The Mission: Impossible franchise, like its star, doesn’t seem to be running out of breath any time soon. Its latest entry, Mission: Impossible — Dead Reckoning Part One, has managed to raise the bar higher than Mission:Impossible — Fallout, which should have been impossible.
In the seventh Mission:Impossible film, Tom Cruise’s Ethan Hunt is an analogue guy in a digital world, his running, jumping, diving, driving, all pitted against an all-pervasive rogue AI — very unimaginatively — named the Entity. Oh the Entity has its human face and gives Ethan something solid to fisticuff with, but it casts a very large shadow that can plunge the world into absolute chaos, more than the nuclear bombs in Fallout ever could.

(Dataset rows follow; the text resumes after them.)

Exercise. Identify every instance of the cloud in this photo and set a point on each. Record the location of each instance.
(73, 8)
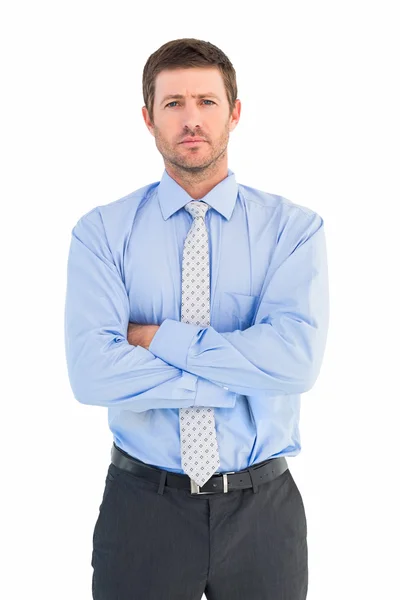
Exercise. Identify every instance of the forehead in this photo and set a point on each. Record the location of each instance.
(189, 81)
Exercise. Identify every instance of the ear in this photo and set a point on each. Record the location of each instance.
(234, 119)
(147, 120)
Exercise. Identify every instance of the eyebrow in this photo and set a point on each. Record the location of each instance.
(181, 97)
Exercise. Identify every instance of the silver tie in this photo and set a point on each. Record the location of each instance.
(199, 447)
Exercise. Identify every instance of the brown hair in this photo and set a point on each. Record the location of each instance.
(187, 53)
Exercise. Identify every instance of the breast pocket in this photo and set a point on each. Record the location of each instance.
(238, 309)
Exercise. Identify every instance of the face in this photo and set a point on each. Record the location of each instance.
(176, 119)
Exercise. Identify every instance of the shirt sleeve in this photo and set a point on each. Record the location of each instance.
(104, 369)
(282, 352)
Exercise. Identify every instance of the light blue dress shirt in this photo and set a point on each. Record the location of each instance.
(269, 311)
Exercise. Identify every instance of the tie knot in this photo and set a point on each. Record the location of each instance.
(197, 208)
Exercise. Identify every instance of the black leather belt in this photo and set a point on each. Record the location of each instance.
(220, 482)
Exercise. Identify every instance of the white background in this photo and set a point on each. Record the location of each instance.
(320, 125)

Ethan’s mission, should he choose to accept, is to retrieve one half of a cruciform key that, when united with the other half, will give whoever holds the complete key control over the AI, or so they believe — no one seems to know exactly what the key does — setting off a race amongst nations to get their hands on it, and Ethan on a MacGuffin chase across the world. The first destination is to the deserts of the Middle East where Rebecca Fergusson’s Ilsa Faust is hiding with one half of the key that Ethan has been tasked to recover. The M:I special face masks come into play soon after and, just like that, Ethan has gone rogue, again.
Many locations are hopped in the course of the film and many new people are introduced, including Haley Atwell’s Grace, but it is in Rome that both the good and the bad start happening. The good thing is the two incredible action sequences. The car chase through the streets of Rome sees Ethan and Grace out-manoeuvering the local police, the CIA and the bad guys, which despite seeming impossible at times, is accomplished at breakneck speed and with some old school banter between the two. The second scene belongs more in a James Bond or John Wick movie — a gigantic party where all the players of the film come together and chaos ensues and ends with the bad thing (we are sooooo angry about the bad thing!).
Like Fallout, the action sequences come one after the other, each more daring than the next and at a pace that never lets up, not even when the exposition dumps happen or at the few quietly poignant moments. The highlight of course is the stunt in which Cruise jumps off a cliff. On a bike. With a parachute. Seems impossible, but this is Cruise we are talking about and he makes it possible (and did so for seven takes!). But the train top fight, though reminiscent of another M:I film (there are old characters who also make an appearance), is nothing to scoff at, nor is the scene where Ethan and Grace escape a falling train from a broken bridge (Indian audiences, please note, King Khan and Pathaan did it first!).
Cruise is, of course, the beating heart of the film, his twinkly-eyed charm now mellowed with maturity. But the standout performances belong to Haley Atwell’s Grace, a nimble-fingered, self-serving, kickass woman who has incredible chemistry with Cruise, and Pom Klementieff’s Paris, a silent ass-kicking assassin. Esai Morales’s Gabriel is smooth as a villain with enough menace to be scary but without any of the oomph of Henry Cavill in Fallout. Of Ethan’s usual band of merry men, and women, Ilsa Faust gets the least amount of screen time and it is an absolute shame (yes, we are Faustians till the end) that Fergusson gets the short stick.
Many loopholes that one can drive a Humvee through aside, Cruise and director Christopher McQuarrie have made yet another impossible mission possible and kept the 27(!)-year-old franchise going from strength to strength. And though there are signs in Dead Reckoning of the baton being passed on, it seems impossible that Cruise will stop running full steam ahead any time soon.